ETL
Clone or download
thanh-nguyen-dang Merge pull request #47 from uc-cdis/fix/gdcdatamodel
fix(gdcdatamodel): update new version
Latest commit dc4cdb2 Dec 12, 2018

README.md

Gen3 ETL - a process from Postgresql to ES

Build Status

Introduction to ETL

Background

Metadata of data file submitted to commons are stored in Postgresql. Query data from Postgresql with multiple join is painful and inefficient. So, we use ElasticSearch as a place to store materialized dataset. Extract-transform-load (ETL) is a process that creates the materialized data from Postgresql and store them in ElasticSearch.

Extract

There are multiple ways to extract data from an existing SQL database such as:

  • Extract original data from data source to get necessary data and storing in data transformer's memory by SQL query statements, then transform to expected format and finally load output data into new data source as materialized data.
  • Extract SQL data from the original data source by physically (dumping all unnecessary data) to an external data source. Then, process to extract necessary information from that external one with another technology (usually a parallel framework) in the transformation stage.

Transform

In the data transformation stage, a series of rules or functions are applied to the extracted data in order to shape it in an expected format for loading into the end target. In our case, we want to create indexing data so that the front-end can perform query in the most efficient way.

Load

There are two loading stage, one is loading data from traditional database to the place that can be easily processed by the transformer, another one is loading from transformer to the target data source.

Gen3 ETL

Gen3 ETL is designed to translate data from a graph data model stored in Postgresql database to flatten indices in ElasticSearch (ES) which supports the efficient way to query data from the front-end.

Transformer

Interestingly, choosing transformer is the most important thing in ETL, because transformer requires a specific format of input and output data.
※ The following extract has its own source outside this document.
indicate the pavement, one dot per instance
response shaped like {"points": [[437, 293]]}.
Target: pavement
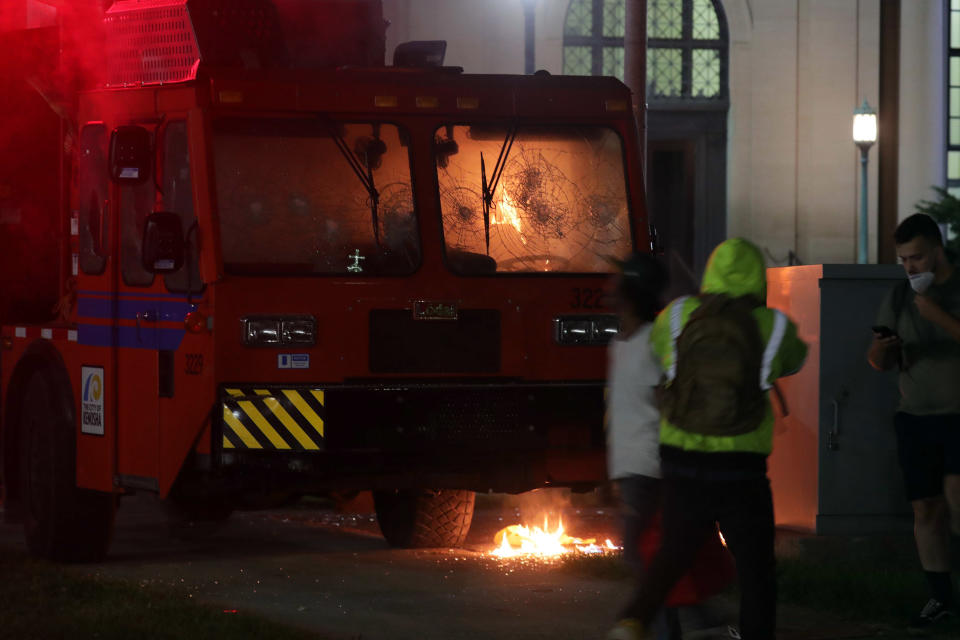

Specifically to our use-case, Spark becomes one of the most advanced data processing technology, because its distributed architecture allows:

  1. processing data in parallel simply inside the horizontally scalable memory.
  2. iteratively processing data in multiple steps without reloading from data storage (disk).
  3. streaming and integrating incremental data to an existing data source.

Hence, we choose Spark as a data transformer for a fast and scalable data processing.

As discussed previously, there are multiple ways to extract data from database and load to Spark. One is directly generate and execute in parallel multiple SQL queries and load it to Spark's memory, another one is dumping the whole dataset to intermediate data storage like HDFS and then load text data stored in HDFS into Spark in parallel.

Learning all the options that one of our collabators OICR tried (posted here ). We decided to go with similar strategy - dump postgres to HDFS and load HDFS to rdd/SPARK. We decided to use SQOOP to dump the postgres database to HDFS. In order to dump postgresql database, SQOOP calls CopyManager.

Finally, we decided to use python instead of scala because cdis dev teams are much more comfortable with python programming. And since all the computation will be done in spark, we won't do any manipulation on the python level, the performance won't be a huge difference.

Mapping file

Every ETL process is defined by a translation from the original dataset to the expected one. Gen3-ETL provides a neutral way with which you can:

  1. aggregate, collect data from mulitple nodes in original dataset to an individual one in the target dataset.
  2. embed some fields in high level node to lower level nodes or extract some particular fields from any specific node.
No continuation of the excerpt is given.